North Carolina Gov. Pat McCrory is set to sign some of the most restrictive voting measures in the nation—but there's just one problem: he isn't entirely familiar with the bill.
When asked by the Associated Press on Friday about a provision of the bill that would eliminate early registration for students before their 18th birthday, McCrory responded, "I don't know enough, I'm sorry. I haven't seen that part of the bill."
The new law would also require voters to present a government-issued photo ID card at the polls, end same-day voter registration, and shorten early voting by one week.
Republicans have argued the new law is necessary to combat voter fraud.

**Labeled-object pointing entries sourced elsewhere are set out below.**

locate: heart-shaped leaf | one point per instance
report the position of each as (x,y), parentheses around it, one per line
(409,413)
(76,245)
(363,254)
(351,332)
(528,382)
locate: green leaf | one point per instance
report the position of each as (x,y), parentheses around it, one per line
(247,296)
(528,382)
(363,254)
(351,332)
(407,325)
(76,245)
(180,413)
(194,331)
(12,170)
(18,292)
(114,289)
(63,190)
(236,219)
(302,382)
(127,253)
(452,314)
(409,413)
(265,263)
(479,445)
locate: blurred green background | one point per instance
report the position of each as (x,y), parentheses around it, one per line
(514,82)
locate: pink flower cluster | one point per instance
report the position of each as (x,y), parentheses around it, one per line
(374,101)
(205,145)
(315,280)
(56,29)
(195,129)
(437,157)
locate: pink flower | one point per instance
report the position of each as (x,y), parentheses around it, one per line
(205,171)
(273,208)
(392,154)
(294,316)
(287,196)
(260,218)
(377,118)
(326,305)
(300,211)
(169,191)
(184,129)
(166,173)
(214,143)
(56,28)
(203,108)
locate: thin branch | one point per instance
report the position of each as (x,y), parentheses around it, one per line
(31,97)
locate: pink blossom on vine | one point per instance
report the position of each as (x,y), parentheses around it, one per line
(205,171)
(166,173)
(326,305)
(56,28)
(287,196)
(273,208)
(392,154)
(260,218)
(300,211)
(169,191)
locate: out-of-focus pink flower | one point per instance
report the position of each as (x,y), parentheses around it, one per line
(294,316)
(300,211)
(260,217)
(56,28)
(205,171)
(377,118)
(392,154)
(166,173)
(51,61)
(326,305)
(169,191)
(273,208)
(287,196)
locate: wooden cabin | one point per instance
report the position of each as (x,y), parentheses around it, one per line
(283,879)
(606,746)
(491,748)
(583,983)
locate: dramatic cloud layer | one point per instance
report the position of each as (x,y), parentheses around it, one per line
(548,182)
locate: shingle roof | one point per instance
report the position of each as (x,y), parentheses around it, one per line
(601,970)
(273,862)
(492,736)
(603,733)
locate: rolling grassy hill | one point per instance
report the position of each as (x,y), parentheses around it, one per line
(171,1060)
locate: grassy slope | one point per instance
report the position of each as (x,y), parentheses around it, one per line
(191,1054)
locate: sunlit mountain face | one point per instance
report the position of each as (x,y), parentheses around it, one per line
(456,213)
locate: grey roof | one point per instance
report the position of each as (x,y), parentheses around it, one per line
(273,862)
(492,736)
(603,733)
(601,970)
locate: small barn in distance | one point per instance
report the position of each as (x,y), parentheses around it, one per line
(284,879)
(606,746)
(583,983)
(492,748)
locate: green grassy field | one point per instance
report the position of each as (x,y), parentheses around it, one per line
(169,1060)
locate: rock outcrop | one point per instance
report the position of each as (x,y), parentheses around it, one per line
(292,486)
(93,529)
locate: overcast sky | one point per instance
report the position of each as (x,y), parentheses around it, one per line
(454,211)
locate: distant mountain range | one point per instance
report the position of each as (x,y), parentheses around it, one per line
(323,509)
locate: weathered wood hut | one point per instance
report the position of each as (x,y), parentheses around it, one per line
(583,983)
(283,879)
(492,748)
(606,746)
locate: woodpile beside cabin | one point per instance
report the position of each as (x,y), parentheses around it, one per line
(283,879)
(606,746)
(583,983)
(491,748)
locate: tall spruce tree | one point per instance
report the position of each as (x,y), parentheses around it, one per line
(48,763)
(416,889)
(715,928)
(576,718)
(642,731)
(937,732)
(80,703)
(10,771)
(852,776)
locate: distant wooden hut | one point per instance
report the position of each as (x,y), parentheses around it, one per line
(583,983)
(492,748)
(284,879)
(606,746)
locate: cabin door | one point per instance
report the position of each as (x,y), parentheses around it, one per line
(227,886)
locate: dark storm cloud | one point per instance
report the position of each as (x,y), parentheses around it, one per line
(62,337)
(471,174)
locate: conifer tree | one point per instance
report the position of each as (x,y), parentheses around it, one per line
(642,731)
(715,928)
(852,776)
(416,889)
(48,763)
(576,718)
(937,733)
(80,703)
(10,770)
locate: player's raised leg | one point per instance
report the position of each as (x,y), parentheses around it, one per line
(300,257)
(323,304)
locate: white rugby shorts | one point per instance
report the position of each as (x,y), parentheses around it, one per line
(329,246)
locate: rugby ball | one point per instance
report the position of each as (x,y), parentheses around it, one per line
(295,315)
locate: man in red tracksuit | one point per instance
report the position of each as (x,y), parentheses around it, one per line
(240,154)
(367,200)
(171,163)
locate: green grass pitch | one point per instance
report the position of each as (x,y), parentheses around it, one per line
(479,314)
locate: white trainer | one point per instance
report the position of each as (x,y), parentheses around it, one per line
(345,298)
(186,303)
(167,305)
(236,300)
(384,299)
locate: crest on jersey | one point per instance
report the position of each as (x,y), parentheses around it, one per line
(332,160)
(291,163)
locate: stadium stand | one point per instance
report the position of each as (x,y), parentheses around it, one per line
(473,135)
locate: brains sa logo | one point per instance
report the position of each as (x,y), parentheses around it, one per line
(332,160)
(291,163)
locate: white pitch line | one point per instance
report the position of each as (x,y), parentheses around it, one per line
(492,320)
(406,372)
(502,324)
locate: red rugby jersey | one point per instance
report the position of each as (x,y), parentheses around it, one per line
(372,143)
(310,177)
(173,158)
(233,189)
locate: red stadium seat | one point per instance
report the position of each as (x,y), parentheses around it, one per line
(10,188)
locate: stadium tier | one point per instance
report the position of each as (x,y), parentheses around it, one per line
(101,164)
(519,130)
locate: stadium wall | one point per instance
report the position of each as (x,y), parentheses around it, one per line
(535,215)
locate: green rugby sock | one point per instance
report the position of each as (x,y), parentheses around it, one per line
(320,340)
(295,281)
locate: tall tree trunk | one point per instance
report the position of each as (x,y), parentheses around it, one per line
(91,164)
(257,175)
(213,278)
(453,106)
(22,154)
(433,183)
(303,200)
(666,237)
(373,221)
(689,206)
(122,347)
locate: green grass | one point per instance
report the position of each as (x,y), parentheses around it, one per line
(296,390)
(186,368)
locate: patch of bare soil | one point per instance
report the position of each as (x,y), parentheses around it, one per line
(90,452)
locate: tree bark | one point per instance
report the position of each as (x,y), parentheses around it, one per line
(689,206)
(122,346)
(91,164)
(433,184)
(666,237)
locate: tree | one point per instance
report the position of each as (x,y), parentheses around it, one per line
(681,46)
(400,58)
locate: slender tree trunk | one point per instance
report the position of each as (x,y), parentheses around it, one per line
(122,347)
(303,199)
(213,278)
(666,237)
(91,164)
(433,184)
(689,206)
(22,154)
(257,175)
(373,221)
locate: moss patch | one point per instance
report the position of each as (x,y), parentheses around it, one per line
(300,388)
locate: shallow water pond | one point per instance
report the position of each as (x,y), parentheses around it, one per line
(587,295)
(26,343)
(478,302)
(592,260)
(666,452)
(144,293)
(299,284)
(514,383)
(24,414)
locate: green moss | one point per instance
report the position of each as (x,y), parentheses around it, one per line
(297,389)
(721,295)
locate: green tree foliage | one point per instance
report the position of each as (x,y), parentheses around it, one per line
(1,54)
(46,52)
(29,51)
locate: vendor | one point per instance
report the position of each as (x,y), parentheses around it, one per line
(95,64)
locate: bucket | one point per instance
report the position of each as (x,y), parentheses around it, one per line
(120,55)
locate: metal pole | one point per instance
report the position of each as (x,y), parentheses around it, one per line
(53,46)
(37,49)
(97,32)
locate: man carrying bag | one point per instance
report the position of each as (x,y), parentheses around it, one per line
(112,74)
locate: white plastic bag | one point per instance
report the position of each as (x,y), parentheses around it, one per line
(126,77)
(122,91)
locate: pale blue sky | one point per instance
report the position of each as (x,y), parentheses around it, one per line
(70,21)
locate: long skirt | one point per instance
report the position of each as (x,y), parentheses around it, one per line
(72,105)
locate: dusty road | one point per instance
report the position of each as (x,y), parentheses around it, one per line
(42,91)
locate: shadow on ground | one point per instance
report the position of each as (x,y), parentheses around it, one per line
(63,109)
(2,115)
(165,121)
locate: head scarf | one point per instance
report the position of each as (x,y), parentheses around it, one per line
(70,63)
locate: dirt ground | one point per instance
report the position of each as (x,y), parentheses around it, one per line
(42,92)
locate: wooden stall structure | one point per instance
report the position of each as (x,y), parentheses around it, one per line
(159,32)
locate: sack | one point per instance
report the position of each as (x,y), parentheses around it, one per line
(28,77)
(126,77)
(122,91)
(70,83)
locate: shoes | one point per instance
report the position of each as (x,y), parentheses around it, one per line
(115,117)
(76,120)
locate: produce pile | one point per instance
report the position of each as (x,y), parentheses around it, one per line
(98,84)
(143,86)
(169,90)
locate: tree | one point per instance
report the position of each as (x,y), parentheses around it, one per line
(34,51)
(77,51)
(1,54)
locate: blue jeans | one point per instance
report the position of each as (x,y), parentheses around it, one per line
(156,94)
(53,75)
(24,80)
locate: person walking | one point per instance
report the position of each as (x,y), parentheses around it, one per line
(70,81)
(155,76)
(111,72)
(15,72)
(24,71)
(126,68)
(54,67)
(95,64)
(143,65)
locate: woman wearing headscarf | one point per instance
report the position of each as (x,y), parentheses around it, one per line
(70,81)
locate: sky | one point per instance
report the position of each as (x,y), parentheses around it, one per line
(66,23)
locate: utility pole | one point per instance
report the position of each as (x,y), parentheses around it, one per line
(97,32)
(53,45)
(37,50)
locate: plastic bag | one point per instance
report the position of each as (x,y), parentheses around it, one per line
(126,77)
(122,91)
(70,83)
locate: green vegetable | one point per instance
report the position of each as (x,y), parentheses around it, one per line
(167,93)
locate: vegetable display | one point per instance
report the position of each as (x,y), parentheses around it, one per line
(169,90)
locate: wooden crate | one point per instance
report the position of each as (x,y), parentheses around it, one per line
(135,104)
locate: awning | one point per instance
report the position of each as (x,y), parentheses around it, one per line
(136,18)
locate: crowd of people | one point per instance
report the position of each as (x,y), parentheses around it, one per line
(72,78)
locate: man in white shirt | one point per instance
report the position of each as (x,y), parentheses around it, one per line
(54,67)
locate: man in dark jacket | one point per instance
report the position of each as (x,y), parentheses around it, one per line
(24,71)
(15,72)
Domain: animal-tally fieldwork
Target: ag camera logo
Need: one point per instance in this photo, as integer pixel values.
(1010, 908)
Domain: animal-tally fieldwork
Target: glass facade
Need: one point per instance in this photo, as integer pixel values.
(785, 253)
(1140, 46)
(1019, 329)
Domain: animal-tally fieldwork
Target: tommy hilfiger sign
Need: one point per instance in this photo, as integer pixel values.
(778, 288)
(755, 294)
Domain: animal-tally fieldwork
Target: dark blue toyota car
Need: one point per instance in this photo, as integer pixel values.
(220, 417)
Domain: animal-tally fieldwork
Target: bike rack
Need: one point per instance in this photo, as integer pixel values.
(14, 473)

But new data from the state's Board of Elections suggests that voter fraud is not an issue for the state. According to the Board, of the nearly 7 million ballots cast in the 2012 election, there were 121 alleged cases of voter fraud discovered. In 2010, only 28 cases of voter fraud were alleged of the 3.79 million ballots cast.
In March, North Carolina House Speaker Rep. Thom Tillis argued on msnbc that voter fraud was not the primary reason for pushing the legislation. "We call this restoring confidence in elections," Tillis said.
Voting rights' advocates have criticized this move by state Republicans as an attempt to suppress voter turnout, particularly among minorities, young voters, and the poor. According to George Mason University's United States Elections Project, Democrats cast 47% of early votes in North Carolina in 2012, while Republicans cast 32% of early votes.
McCrory also said Friday he would sign into law the state's newest abortion restrictions, despite having campaigned on a promise to not do so.